Background: The natural course of sarcoidosis is variable from spontaneous remission to significant morbidity or death. So the assessment of disease activity is important but no single parameter was generally accepted as a good marker. Recently several studies suggested that adhesion molecules, especially ICAM-1 can be a marker, but there are some controversies. And only few data are available about the relationship of ICAM-1 with clinical follow-up course. Methods: We measured the expression of adhesion molecules on BAL cells by flow cytometry and the level of soluble ICAM-1(sICAM-1) in serum and BALF at the time of diagnosis in 12 patients with active disease and 7 inactive sarcoidosis(5 male, 14 female, mean age: $39.4{\pm}10.7$ years, mean follow-up : $20{\pm}15$ months). Follow-up clinical course were compared with the changes in serum sICAMA-1 level and the adhesion molecule on BAL cells. Results: In the patients with active disease, the ICAM-1 on AM(RMFI: $3.68{\pm}1.71$) and sICAM-1 level in serum($582{\pm}193$ng/ml) and BAL fluid($47.8{\pm}16.5$ng/ml) were all higher than those of 7 inactive disease(RMFI: $1.89{\pm}0.75$, p=0.0298, serum: $294{\pm}117$ ng/ml, p=0.0049, BALF: $20.9{\pm}8.3$ ng/ml). In the active sarcoidosis, ICAM-1 on AM(RMFI : $1.51{\pm}0.84$) and serum sICAM-1 were decreased after the therapy($250{\pm}147$ ng/ml) but no significant change was noted in inactive disease.
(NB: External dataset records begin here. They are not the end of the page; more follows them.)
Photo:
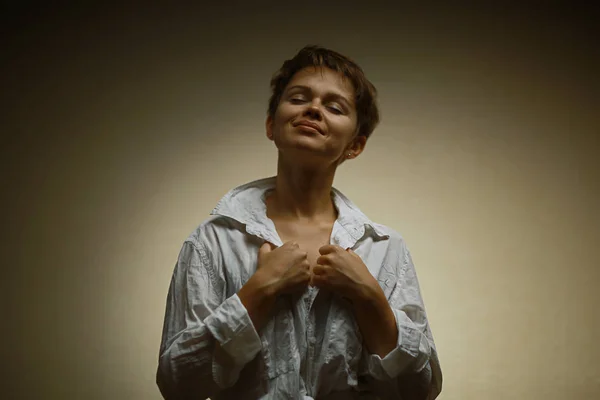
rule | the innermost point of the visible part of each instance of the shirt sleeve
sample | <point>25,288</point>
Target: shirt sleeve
<point>413,365</point>
<point>207,339</point>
Also we found the initial ICAM-1 on AM and serum sICAM-1 had a significant correlation with the degree of improvement in PFT after the therapy. During the follow-up, the disease relapsed in 4 patients after the discontinuation of steroid and the serum sICAM-1 level went-up again at the time of relapse. Conclusion: Our data suggest that the serum sICAM-1 level and the ICAM-1 expression on AM can be a good marker of disease activity and also a predictor of outcome in sarcoidosis.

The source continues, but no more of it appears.